Monroe’s six-course sensorial dinner began with local sourdough from Atticus bakery, which guests were encouraged to dip into burning candles made entirely from beef tallow. “Picking bee-pollinated foods to highlight was actually a challenge, as there are so many I would have loved to include,” she says. “Many of the foods on the menu are crops that require or benefit measurably from bee pollination, including cucumber, kabocha squash, buckwheat (in the noodles and cookies), garlic, onion, parsley, cabbage, cardamom...and of course, all of the edible flowers. I also wanted to use honey in less typical applications, so I topped the chilled soba dish with burnt honey crystals and used it to sweeten a rose mascarpone panna cotta.” Monroe preserved cherries in thick layers of beeswax as party favors and sent out several courses that were made to look like flowers. “I realized as I was typing it up, that if bees liked to eat human food, this might very well be their dream menu.” Monroe gathered much of the produce from the property’s backyard. “Being able to go outside to harvest onions, scallions, cucumbers, tomatoes, and peppers still warm from the sun was pretty spectacular, and a huge jumping off point for the menu. Most of Fleurotica’s floral arrangements were sourced from the farm as well.”

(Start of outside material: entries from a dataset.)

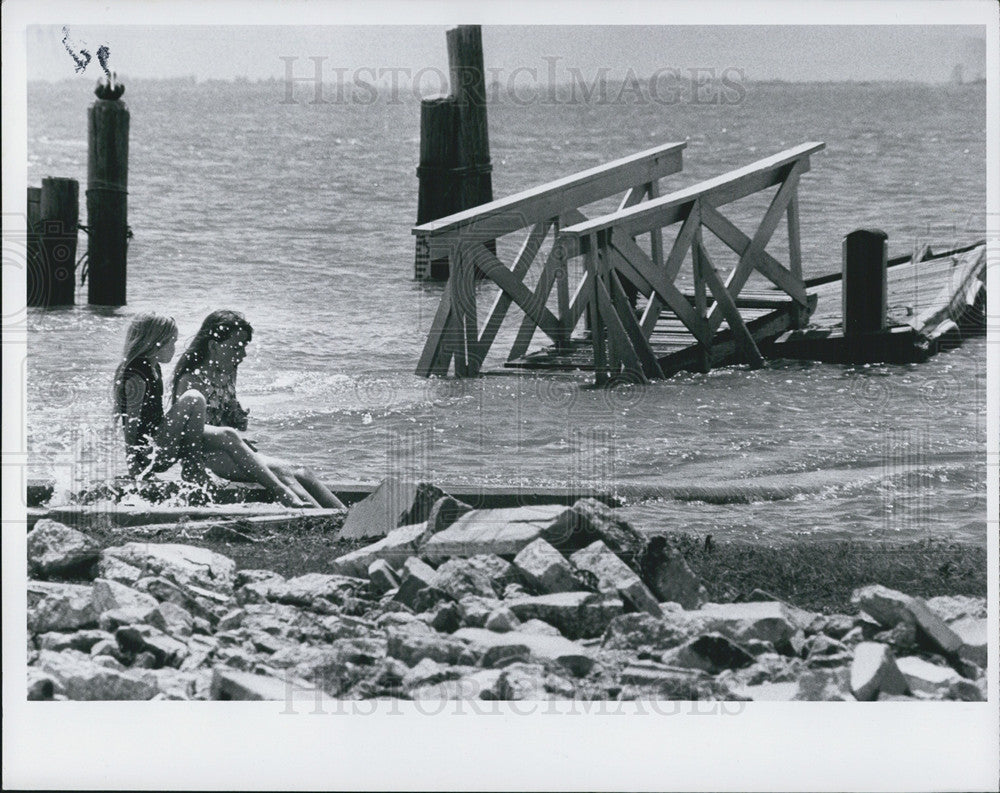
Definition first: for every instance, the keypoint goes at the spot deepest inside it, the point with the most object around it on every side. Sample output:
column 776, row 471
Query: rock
column 501, row 620
column 417, row 576
column 459, row 577
column 111, row 595
column 177, row 621
column 503, row 532
column 182, row 564
column 309, row 589
column 445, row 511
column 395, row 548
column 577, row 614
column 874, row 671
column 823, row 686
column 643, row 633
column 590, row 520
column 381, row 577
column 613, row 573
column 574, row 657
column 521, row 681
column 230, row 685
column 79, row 640
column 445, row 617
column 890, row 607
column 395, row 502
column 167, row 651
column 116, row 570
column 538, row 627
column 55, row 549
column 668, row 575
column 545, row 569
column 972, row 631
column 42, row 685
column 59, row 607
column 411, row 648
column 766, row 621
column 84, row 679
column 955, row 607
column 473, row 611
column 923, row 677
column 710, row 652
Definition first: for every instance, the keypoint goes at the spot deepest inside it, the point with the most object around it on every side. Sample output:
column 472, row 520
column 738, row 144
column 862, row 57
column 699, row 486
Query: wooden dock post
column 865, row 257
column 455, row 172
column 107, row 196
column 52, row 236
column 439, row 192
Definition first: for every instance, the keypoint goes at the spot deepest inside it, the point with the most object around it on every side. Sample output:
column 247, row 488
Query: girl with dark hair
column 154, row 441
column 209, row 366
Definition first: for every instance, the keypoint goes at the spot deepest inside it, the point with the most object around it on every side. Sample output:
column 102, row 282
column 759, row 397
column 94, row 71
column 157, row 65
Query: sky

Bringing together a small group of artists, chefs, scientists, farmers, beekeepers, and academics, Balling the Queen approached the honey bee crisis as the bridge to a wider conversation about social and ecological issues. “What makes our relationship with bees so valuable is that their health tells us a lot about what’s going on with our environment, and when they get sick or start to die off, we notice it more easily than we notice changes in other insect populations,” says Monroe, who advises “making meadows not lawns” to encourage wildflower growth (and sent guests home with seed-filled vials to scatter), eating local produce to support polyculture, placing a bee brick in your yard to invite bees to nest, and buying local honey. “Our perceptions of normalcy with regards to the natural world are changing faster than ever, right under our noses,” she says. “Being engaged with how your food is grown is an excellent way to stay curious.”